Our present health care system feels more socialistic than in Canada, where majority of docs are self employed and their own boss. In America, everyone pays into this inefficient system that creates lots of bureacracy and clerical jobs. People pay lots of money into this big pot called premiums. Then a few companies control everything else that happens. Pts can't find docs who take their ins (because their ins pays so poorly, if at all). Pts have already paid a lot of money and then feel it is unfair for docs to charge them again, not knowing, we don't get paid fairly by their insurance co. for all the work we do.

Big business has all the power and we are the pawns. Need some sort of regulation to even out the power. In Canada the docs are allowed to organized and negotiates w the gov't in good faith. Also another difference between Canada and here: the Canadian gov't regulates lots of things in society. In USA, the regulation comes from the free market and lawyers.

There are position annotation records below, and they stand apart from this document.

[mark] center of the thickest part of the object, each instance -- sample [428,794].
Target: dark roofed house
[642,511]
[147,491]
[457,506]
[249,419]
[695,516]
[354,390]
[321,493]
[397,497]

My explanation as to why we need so many lawyers in this country: the gov't tends to be hands off. In any society to work, we need checks and balances otherwise greed is a powerful driver and can take over. Look at what happened to the unregulated morgage industry...

Sorry for the long rant...

Wow, Gordon, I love it when passionate outrage sneaks in between the lines of one of your entries. I have often placed the calls for prior authorization from the examining room, with the patient listening-in, and the speaker-phone button pushed ... Patients do appreciate the effort, and share my disappointment when we get turned-down together (being required by the nurse in Atlanta, or St. Louis, to document that they failed to get good response to Neurontin, and that they had bad side effects from 2 different tricyclics for the neuropathic pain, before they would open the purse-strings to help them pay for the Lyrica which worked so well when the rheumatologist gave them some free samples ...). One day, the lady on the prior-authorization line realized that I was on speaker phone, and she insisted that I had to hang-up and call back on a different line, or she would hang-up on me. I tried to get her to bring her superviser to the phone, but he was in a meeting ... Oh, shucks. I am sure that the one-party-payor system in Canada has flaws, but this system is just rotten to the core.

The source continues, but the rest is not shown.